En 2003, la sortie d'Anything Else avait fait brusquement changé notre regard sur la filmo récente de Woody Allen. Alors qu'on pensait le cinéaste définitivement occupé à bâcler en série quelques comédies aux pitchs usés et à la mise en scène approximative (Hollywood ending, de son titre à son propos - un cinéaste atteint de cécité - mettait en abîme ce sentiment de fin de partie), le voici qui reprenait une vigueur, une jeunesse et un mordant qu'on ne lui soupçonnait plus. Pourquoi ce film-là ne transpirait pas des faiblesses flagrantes sur les précédents ? Pour des raisons formelles d'abord : pour la première fois depuis Manhattan, Woody filmait en cinémascope, sous l'impulsion de son chef-opérateur Darius Khondji, qui attache une importance cruciale au cadre des films qu'il éclaire. Ce choix de l'écran large donnait à Anything Else une ampleur paradoxale : film de tandem plus que de couple, il permettait à Allen de passer le relais dans le plan à Jason Biggs (teenager remarqué dans la série des American Pie) qui, dans un personnage pourtant attendu (l'auteur juif new-yorkais), faisait autre chose que singer son modèle. Woody Allen, à l'inverse, se distribuait dans un rôle parfaitement antipathique de sioniste paranoïaque, plus porté sur la collection d'armes à feu que sur l'écriture, son job initial. La comédie sentimentale attendue se transformait en récit d'apprentissage voué à l'échec. Comme une confession bizarre : il n'y a pas de méthode pour faire du Woody Allen, pas de théorie d'une pratique elle-même évanescente.L'impasse
La carrière de Woody ressemble d'ailleurs à une suite de lignes brisées, de boulevards empruntés avec une certaine assurance, mais qui se terminent toujours en cul-de-sac. La première partie de son œuvre, la "période burlesque", s'achève ainsi avec Guerre et amour, son film le plus hilarant, mais aussi le plus personnel qu'il ait tourné à cette époque. Déjà, Allen ne tient pas en place, et transforme cette parodie de récits épiques en hommage à la grande littérature russe et à ses racines métaphysiques. Brèche ouverte vers la deuxième période, celle de la confession douce-amère, avec trois grands moments : Annie Hall, Manhattan et Hannah et ses sœurs.
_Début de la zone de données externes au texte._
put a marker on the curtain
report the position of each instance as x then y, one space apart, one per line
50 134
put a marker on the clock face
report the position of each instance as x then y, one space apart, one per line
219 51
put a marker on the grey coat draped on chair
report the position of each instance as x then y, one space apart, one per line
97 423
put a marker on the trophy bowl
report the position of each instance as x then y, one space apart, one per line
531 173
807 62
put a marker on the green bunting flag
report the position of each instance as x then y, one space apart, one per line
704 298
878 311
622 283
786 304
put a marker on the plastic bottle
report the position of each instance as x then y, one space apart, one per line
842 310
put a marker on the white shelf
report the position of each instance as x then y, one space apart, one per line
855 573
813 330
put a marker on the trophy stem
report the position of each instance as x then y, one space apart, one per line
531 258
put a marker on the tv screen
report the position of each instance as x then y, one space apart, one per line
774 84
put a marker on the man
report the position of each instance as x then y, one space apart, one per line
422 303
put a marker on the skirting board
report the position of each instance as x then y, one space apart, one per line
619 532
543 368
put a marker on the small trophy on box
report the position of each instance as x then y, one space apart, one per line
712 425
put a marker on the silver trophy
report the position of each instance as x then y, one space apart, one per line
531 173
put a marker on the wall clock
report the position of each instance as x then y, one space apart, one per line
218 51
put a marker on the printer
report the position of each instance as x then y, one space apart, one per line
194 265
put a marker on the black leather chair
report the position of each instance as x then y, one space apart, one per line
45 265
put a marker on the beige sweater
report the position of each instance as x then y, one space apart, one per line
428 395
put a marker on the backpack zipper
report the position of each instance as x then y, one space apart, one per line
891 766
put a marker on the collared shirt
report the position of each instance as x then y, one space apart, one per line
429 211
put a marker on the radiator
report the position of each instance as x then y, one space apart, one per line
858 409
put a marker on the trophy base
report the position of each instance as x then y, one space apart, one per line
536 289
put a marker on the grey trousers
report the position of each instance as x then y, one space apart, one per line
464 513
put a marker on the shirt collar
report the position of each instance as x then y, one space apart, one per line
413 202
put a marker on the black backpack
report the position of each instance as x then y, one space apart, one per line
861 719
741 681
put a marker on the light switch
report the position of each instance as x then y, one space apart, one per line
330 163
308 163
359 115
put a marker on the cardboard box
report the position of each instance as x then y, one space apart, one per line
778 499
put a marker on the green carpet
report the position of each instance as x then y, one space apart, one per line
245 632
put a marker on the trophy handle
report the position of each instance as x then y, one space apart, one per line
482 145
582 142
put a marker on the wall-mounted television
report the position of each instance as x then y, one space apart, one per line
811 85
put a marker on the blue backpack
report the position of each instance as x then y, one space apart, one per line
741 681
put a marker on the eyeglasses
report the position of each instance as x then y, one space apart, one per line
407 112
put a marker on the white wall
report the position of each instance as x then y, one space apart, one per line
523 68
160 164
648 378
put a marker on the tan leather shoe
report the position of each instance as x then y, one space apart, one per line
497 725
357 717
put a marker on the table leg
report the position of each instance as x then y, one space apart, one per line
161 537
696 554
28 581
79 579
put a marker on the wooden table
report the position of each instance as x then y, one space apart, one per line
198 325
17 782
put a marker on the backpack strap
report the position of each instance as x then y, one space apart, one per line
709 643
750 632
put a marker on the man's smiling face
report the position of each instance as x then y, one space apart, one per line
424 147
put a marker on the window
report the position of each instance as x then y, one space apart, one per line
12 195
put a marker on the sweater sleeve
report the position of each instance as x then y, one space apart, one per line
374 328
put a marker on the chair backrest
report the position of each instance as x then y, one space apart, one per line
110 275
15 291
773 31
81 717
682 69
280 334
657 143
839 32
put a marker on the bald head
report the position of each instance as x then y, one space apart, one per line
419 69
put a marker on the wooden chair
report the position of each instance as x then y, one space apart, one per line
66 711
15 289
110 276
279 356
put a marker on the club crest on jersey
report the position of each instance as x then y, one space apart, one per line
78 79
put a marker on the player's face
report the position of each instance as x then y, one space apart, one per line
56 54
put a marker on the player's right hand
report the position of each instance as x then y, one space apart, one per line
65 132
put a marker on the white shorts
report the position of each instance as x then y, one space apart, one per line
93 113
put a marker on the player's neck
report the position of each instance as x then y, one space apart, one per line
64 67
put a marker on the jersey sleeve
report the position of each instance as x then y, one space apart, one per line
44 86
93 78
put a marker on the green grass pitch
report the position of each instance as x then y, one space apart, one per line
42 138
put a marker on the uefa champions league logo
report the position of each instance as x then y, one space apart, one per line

Mais Allen glisse dans cette autobiographie à épisodes des films traitant du cinéma et de son pouvoir : du point de vue du créateur (Stardust Memories), du spectateur (La Rose pourpre du Caire) ou des deux en même temps (ce formidable jeu de trompe-l'œil qu'est Zelig, à la fois parabole perso et canular bluffant). On peut même voir sa première tentative dramatique (Intérieurs) comme une façon de tester ses limites de cinéaste : jusqu'où puis-je aller dans l'appropriation d'un metteur en scène admiré (Bergman) sans me trahir moi-même ?Woody et Woody
Pendant près de dix ans (de 75 à 86), Woody Allen aura posé toutes les énigmes que les films suivants tenteront d'éclaircir. Enigmes qui tiennent en un dilemme entre tragédie et comédie, entre regard introspectif et regard sur son art, entre disparition et surexposition. Les films les plus intéressants sont d'ailleurs ceux qui jouent sur tous les tableaux (un pour chaque catégorie). Harry dans tous ses états démultiplie les alter ego alleniens en un système de poupées russes où chaque personnage naît de l'imagination (sexuellement débridée) d'un écrivain névrosé plus vrai que le vrai Woody. Maris et femmes, son plus grand film, brouille les frontières entre la réalité et la fiction, dans son histoire (Allen se sépare de Mia Farrow à la ville comme à l'écran), mais aussi par son dispositif (un faux documentaire qui anticipe les méthodes de la real TV). Enfin, Crimes et délits mélange pour la première fois le drame et la comédie, entremêlant deux histoires distinctes (un ophtalmologue assassine sa maîtresse, un réalisateur accepte une commande en laquelle il ne croît pas) pour les faire se rejoindre dans la dernière scène où les rôles s'inversent (le meurtrier est heureux, le cinéaste sombre dans la désillusion). Melinda et Melinda est comme la version théorique de Crimes et délits, faisant la démonstration que le rire est une chose nettement moins maniable que le mélodrame car moins apte à recevoir des émotions contradictoires : le second l'emporte fatalement sur le premier.L'héritage de l'Allen
Comment juger alors l'œuvre de Woody Allen, si chaque film vient démentir les leçons du précédent, et si son style (en dehors de son indéniable talent d'auteur) est impossible à définir (souvent taxée de "transparente", sa mise en scène est parfois extrêmement visible, de la caméra à l'épaule de Maris et femmes jusqu'au noir et blanc expressionniste d'Ombres et Brouillards). Il a fait de grands films dramatiques (Une autre femme) et des ratages sérieux (September) ; des comédies échevelées (Woody et les robots, Meurtre mystérieux à Manhattan) et d'autres lamentables (Maudite Aphrodite, Escrocs mais pas trop). Sa présence en tant qu'acteur n'est ni un gage de qualité, ni de cabotinage assuré. Et à chaque "période" correspondent des moments faibles et des moments forts. Impasse à nouveau ? Pourtant, Allen a vraiment inventé une forme, que l'on retrouve autant dans la télévision (et ses méthodes, notamment pour les sitcoms classes que sont Seinfeld ou Sex in the city) qu'au cinéma (il y a du Woody Allen chez Wes Anderson, Alexander Payne, dans la comédie romantique à l'Anglaise ou même le dernier Desplechin). L'économie de son cinéma (des productions modestes mais régulières) a finalement tenu la distance, traversant les âges du cinéma américain (les années 70 rebelles, la crise des années 80, le tout-pognon des années 90 et la nouvelle vague auteuriste des années 2000), y répandant à chaque fois ses thèmes et sa liberté de ton. Ce qui, en soi, est le signe d'une grande œuvre.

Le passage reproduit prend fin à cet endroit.